Bermudian-based Fidelis Insurance announced Tuesday, Feb 11, it has managed to raise about $300 million of equity capital from both its existing shareholders and a wholly-owned subsidiary of the Abu Dhabi Investment Authority.
In a press release, the insurance company said it will be using the fresh capital to “support Fidelis’ further growth,” signaling the firm’s plan to boost its presence across different markets.
In a statement, Richard Brindle, Chairman and Group CEO of Fidelis, said that the recently secured fund, combined with the company’s profit last year, will greatly benefit Fidelis.
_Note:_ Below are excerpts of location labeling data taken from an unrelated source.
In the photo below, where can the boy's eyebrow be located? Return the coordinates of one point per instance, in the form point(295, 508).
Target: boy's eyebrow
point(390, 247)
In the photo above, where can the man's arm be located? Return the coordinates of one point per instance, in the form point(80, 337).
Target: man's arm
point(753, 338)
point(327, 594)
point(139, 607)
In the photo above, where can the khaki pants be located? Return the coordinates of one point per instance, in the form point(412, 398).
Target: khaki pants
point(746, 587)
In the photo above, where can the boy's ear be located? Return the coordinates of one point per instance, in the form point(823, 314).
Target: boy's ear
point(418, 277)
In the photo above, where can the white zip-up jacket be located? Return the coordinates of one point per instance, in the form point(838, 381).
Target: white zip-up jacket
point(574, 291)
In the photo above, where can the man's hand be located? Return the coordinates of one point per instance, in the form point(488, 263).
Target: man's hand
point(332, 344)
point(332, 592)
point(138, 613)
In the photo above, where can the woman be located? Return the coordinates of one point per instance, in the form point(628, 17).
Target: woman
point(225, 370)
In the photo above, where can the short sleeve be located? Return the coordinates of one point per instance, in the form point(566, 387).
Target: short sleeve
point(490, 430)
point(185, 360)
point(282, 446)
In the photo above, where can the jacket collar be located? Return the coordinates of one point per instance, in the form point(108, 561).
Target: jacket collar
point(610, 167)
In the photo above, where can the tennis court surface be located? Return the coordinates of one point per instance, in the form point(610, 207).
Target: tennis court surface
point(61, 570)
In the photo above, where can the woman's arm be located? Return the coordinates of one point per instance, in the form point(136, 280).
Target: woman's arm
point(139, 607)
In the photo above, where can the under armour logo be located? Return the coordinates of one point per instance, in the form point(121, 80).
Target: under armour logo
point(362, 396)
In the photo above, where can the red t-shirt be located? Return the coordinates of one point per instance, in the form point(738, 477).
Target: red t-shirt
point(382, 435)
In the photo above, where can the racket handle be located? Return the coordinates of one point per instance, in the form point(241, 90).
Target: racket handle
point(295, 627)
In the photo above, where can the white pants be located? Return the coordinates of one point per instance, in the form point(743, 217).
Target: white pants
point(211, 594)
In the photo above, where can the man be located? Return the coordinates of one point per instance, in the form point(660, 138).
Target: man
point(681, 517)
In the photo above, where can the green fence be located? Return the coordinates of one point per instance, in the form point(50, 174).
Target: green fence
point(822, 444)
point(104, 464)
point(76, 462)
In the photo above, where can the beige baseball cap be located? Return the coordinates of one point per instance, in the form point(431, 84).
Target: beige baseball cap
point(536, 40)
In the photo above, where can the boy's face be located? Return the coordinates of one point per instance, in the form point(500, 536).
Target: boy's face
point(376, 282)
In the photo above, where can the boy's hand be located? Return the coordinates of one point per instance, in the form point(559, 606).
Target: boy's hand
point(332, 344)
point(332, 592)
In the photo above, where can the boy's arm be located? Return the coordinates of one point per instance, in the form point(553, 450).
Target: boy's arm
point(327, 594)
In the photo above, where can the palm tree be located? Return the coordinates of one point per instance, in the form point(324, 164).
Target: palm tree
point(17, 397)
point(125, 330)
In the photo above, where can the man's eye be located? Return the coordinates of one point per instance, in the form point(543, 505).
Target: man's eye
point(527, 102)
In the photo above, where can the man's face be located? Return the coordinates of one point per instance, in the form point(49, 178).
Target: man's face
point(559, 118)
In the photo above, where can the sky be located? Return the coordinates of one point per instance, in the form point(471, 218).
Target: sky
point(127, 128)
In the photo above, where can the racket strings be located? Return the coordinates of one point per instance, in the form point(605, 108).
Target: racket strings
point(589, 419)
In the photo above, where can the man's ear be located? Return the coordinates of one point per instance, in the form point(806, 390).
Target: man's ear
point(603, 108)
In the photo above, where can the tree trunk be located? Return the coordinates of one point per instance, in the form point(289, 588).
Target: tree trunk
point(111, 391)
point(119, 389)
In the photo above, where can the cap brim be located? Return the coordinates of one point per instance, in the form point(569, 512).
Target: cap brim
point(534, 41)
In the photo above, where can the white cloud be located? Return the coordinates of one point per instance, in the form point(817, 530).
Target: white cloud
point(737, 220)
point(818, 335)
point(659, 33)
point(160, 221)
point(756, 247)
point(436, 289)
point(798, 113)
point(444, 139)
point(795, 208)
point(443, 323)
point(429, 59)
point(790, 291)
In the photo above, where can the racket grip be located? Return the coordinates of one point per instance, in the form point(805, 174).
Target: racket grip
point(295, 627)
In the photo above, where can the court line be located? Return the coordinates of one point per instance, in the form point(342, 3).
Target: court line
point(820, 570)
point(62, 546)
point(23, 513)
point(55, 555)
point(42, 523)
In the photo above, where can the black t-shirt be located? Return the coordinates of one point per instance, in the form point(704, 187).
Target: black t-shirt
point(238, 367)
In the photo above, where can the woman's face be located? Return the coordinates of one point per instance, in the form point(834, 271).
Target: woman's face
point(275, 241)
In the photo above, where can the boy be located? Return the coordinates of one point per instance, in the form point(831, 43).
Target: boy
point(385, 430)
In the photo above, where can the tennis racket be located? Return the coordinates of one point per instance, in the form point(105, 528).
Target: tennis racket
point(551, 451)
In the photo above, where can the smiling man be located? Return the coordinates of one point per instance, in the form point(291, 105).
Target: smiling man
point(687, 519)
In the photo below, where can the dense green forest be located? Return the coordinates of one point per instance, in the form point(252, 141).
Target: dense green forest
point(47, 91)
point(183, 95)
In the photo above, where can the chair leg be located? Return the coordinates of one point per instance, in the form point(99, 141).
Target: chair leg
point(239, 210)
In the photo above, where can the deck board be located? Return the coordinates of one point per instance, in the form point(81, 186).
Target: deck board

The capital raised, in addition to the accumulated profits from 2019 position, will increase positive market conditions, particularly in certain specialty and reinsurance segments, and will give Fidelis capacity for growth and greater influence in its chosen markets, he explained.
Along with this, the CEO also claimed that the successful capital raise serves as a validation of the company’s business model and a testament to its commendable performance within the industry.
“This successful capital raise is further validation of the Fidelis business model and recognises our market-leading performance to date,” he claimed. “It has given us significant firepower in a market where we are seeing attractive opportunities. We are delighted to have secured a further vote of confidence from our existing shareholders and also to welcome ADIA as a new investor to the Company.”
Founded in 2005, Fidelis Insurance runs as an insurance and reinsurance business operating a Four Pillar strategy across Bespoke, Reinsurance, and Specialty underwriting units.
“The Four Pillar model provides Fidelis with diversified income streams which allow the Company to target the most compelling opportunities across the insurance cycle,” the firm noted.
As disclosed in the release, the business was said to be advised on the transaction by Evercore and Willkie Farr & Gallagher.